Yeah, multi-region just isn’t that level of smart yet, especially around gray failures.

Do note the fallback text here:

two_satellite_safe mode

Keep two copies of the mutation log in each of the two satellite datacenters with the highest priorities, for a total of four copies of each mutation. This mode will protect against the simultaneous loss of both the primary and one of the satellite datacenters.

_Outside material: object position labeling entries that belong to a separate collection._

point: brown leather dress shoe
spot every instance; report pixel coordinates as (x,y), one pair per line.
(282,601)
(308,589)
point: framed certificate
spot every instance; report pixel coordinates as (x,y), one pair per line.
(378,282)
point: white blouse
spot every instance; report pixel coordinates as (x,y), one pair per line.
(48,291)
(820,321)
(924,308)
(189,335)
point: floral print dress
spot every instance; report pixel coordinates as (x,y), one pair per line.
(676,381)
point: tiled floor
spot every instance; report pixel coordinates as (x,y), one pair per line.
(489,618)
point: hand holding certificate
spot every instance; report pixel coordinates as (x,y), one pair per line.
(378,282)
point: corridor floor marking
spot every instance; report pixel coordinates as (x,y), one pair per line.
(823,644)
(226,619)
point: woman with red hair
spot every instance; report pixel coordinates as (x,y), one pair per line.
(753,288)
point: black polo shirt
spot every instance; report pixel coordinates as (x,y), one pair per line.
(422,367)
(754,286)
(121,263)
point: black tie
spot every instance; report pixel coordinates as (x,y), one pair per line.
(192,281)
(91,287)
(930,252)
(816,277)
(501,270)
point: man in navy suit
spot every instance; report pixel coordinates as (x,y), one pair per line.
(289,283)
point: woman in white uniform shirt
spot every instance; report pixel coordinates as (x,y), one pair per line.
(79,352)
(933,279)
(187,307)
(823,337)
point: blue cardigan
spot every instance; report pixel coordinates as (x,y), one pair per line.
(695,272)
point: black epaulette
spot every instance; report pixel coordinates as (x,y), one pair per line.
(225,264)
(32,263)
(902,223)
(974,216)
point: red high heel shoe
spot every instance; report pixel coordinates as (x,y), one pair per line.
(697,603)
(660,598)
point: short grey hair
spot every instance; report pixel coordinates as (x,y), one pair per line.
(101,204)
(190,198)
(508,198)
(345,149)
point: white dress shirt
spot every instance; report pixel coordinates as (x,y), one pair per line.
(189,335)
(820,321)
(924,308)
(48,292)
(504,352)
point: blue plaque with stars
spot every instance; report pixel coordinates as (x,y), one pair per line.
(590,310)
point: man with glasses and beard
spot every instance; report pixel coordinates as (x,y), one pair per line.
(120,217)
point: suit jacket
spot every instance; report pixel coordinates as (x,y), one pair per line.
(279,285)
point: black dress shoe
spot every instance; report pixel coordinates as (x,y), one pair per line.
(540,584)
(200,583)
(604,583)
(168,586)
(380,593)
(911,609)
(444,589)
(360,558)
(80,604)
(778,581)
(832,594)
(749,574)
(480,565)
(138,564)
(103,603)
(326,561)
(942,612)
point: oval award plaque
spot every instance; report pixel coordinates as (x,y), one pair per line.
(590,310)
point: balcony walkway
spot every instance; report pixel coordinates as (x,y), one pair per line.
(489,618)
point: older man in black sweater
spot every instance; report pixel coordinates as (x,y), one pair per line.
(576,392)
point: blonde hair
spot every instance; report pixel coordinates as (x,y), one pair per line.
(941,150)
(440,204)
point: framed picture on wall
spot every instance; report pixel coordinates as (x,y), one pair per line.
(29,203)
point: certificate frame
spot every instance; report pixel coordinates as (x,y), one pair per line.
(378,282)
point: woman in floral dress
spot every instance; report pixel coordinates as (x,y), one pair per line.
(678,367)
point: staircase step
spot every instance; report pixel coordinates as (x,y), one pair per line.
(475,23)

If only one satellite is available, it will fall back to only storing two copies of the mutation log in the remaining datacenter.

If Satellite2 in your diagram is unavailable, then FDB would continue to run with the mutation log being stored only in the primary and Satellite1. That still satisfies FDB’s availability promises, as it’d take losing Primary1 and Satellite1 on top of the existing Satellite2 unavailability to cause FDB unavailability/data loss, but you might care slightly more if you are concerned about losing {Primary1, Satellite1} simultaneously while Satellite2 might be flakily unavailable. On the other hand, I suppose this does satisfy your desire to some degree of removing Satellite2 when it’s being “excessively” bad, but still allowing FDB to continue running.

5

Indeed. But the probability of two simultaneous troubles is lower than the probability of each trouble alone.

6

I thought that might be using two_satellite_fast mode with adding some artifitial network delay from the Primary1 to Satellite1 (and the some delay from Primary2 to Satellite2). In this case when the network is “good”, the logs is usually be written to the satellite on the other site earlier than to the one on the same site, so Satellite 2 contains the logs of all commited transactions almost always. And only when the network is unavailable or “bad”, the logs start being written synchronously to Satellite1.